Mąkę przesiewamy przez sitko, dodajemy sól










       Dodajemy pokrojone w bardzo drobną kostkę masło i dolewamy część ciepłej wody. Zacieramy ciasto. Dodajemy olej i pozostałą cześć wody. Ilość wody podaję orientacyjnie, ponieważ stopniowo wyrabiając ciasto oceniamy jego elastyczność. 







     Dzięki wykorzystaniu masła i oleju ciasto jest bardzo elastyczne. 










Ciasto musi być bardzo dobrze wyrobione.











   Czas na rozwałkowanie. Pamiętajmy o podsypywaniu ciasta mąką w trakcie wałkowania.

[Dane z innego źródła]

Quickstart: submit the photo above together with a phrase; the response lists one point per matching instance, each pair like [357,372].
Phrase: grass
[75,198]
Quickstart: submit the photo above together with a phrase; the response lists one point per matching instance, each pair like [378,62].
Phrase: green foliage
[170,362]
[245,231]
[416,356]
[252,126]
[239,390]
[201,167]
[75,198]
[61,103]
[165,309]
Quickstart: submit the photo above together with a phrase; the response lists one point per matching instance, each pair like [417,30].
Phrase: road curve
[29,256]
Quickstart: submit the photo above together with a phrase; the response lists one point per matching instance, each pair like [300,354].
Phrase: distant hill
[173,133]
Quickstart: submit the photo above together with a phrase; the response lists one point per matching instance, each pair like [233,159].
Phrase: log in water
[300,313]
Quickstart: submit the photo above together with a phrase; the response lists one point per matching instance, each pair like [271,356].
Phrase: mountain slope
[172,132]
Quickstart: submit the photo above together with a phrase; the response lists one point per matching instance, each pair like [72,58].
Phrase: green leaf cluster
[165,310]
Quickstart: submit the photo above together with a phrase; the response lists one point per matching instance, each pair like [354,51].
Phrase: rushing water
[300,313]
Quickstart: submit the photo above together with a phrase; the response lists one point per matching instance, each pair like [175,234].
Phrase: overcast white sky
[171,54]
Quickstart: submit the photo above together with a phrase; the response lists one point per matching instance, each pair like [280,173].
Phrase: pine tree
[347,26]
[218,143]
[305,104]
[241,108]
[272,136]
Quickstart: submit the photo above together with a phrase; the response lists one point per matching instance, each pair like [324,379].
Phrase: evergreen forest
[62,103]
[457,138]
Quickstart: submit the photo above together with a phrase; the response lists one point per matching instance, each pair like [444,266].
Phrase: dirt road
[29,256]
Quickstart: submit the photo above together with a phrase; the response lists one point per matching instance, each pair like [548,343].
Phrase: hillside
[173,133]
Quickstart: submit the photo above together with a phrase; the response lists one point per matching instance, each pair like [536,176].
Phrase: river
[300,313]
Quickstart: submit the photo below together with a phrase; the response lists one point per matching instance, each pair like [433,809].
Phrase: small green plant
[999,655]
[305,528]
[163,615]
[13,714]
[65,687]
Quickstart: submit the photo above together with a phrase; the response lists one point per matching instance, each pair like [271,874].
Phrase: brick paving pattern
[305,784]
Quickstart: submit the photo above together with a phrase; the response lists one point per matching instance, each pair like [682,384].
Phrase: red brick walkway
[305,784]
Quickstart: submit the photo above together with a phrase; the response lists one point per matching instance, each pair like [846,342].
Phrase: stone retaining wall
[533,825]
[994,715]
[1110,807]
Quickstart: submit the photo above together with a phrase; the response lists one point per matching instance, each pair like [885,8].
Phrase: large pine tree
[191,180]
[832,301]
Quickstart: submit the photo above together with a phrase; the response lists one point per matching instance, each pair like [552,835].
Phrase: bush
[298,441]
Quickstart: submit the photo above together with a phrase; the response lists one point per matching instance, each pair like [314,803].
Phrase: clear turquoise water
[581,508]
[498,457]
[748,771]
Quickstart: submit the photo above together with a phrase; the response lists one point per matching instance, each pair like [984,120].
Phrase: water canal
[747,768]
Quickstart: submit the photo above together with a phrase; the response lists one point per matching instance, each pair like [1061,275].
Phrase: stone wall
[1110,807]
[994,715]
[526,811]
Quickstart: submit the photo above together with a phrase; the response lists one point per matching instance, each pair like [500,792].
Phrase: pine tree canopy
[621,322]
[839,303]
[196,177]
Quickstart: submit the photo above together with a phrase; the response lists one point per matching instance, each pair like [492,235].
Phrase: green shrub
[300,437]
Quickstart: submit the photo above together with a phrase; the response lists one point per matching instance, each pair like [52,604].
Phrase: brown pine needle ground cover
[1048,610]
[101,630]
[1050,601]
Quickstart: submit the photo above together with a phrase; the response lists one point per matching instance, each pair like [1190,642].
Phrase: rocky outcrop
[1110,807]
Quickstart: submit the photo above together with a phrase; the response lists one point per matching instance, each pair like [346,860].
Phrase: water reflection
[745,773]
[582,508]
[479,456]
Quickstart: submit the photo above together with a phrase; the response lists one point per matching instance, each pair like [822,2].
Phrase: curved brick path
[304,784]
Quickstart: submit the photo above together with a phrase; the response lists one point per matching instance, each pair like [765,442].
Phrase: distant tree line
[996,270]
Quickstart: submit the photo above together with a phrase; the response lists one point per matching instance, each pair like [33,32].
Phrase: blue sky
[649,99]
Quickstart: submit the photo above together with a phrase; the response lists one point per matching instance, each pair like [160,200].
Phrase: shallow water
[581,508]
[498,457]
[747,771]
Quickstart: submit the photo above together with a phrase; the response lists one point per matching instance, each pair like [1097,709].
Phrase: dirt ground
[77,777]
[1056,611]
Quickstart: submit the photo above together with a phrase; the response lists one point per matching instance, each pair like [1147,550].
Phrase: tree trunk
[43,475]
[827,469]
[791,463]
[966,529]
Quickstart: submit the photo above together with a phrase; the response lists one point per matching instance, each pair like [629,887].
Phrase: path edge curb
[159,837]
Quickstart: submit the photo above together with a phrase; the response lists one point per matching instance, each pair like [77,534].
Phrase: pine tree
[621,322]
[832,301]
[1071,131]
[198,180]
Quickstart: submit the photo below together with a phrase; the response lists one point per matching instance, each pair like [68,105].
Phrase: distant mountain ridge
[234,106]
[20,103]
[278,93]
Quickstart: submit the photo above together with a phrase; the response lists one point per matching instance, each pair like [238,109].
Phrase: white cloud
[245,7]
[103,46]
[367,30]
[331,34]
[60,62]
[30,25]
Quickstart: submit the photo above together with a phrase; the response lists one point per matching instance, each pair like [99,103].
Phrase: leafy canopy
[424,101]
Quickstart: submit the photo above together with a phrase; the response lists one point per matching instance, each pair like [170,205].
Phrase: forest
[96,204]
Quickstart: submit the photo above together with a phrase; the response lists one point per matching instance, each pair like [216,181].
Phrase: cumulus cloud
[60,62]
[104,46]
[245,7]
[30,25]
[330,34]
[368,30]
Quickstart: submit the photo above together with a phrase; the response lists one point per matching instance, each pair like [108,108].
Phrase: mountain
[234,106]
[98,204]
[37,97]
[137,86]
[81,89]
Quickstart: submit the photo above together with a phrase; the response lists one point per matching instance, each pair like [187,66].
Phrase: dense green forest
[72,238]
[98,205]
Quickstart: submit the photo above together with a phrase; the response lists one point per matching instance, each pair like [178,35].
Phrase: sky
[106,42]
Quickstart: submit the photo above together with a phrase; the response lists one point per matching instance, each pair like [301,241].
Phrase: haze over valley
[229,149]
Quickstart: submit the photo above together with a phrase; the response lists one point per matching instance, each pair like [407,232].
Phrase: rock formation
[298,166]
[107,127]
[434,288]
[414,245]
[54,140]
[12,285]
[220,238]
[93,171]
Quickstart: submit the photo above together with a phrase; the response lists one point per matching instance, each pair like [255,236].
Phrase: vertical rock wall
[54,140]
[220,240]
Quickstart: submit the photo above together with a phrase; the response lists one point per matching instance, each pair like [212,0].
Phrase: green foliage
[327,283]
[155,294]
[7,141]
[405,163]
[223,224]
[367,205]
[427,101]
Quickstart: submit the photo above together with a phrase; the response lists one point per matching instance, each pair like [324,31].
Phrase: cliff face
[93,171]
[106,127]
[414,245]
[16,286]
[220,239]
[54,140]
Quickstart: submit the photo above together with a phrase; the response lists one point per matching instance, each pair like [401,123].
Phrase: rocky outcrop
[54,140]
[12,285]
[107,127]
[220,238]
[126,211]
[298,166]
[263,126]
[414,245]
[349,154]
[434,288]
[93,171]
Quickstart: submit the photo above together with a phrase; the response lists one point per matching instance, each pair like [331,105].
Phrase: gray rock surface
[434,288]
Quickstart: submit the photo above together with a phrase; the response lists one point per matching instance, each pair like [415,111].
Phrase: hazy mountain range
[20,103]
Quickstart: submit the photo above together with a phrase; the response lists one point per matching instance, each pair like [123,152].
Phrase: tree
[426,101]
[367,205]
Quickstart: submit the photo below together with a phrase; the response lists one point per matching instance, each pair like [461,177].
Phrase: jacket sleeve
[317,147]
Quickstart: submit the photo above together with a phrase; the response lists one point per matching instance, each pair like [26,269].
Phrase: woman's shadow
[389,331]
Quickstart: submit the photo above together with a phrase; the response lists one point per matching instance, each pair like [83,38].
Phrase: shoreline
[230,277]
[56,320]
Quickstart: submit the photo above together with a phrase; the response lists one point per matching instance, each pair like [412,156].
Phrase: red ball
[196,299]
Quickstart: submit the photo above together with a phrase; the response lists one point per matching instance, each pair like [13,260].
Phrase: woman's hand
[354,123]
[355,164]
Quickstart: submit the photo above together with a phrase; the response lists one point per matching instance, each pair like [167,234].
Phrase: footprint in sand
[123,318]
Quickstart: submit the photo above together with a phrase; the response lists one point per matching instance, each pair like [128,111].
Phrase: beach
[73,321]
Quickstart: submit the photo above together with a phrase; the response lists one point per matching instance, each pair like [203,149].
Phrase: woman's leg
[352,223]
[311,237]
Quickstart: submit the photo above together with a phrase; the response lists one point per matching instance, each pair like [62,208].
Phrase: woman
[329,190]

     Wykrawamy placki wielkości 10-12 cm, dobre do tego celu są na przykład szklane pucharki na desery czy inne miseczki, to już indywidualna sprawa. Ważne, aby pamiętać, ze przed kolejnym wykrawaniu w cieście, na chwilę włożyć naczynie którym wykrawamy do mąki. Dzięki czemu zapobiegnie to przyleganiu ciasta do naczynia.




Farsz:


    Bardzo drobno pokrojone w słupki lub kostkę marchewki i pietruszkę gotujemy na parze. Poprzednio dusiłem na maśle, ale tym razem dla odmiany zrobiłem inaczej.
    Mięso mielimy w maszynce, i dusimy na oleju w rondlu dodając trochę soli i pieprzu.
    Osobno dusimy na oleju pokrojoną w kostkę cebulę i czosnek do zeszklenia.






          


       Uduszone mięso i zeszkliwioną cebulę z czosnkiem, ponownie "przepuszczamy" przez maszynkę (najmniejsze oczka). 












     Przygotowujemy farsz. Mieszamy zmielone mięso z warzywami, natką pietruszki, dodajemy przyprawy. Wszystko dokładnie mieszamy i wyrabiamy.








    

      Na przygotowane placki nakładamy farsz, (jedna porcja odpowiada mniej więcej wielkością jednej dużej łyżce).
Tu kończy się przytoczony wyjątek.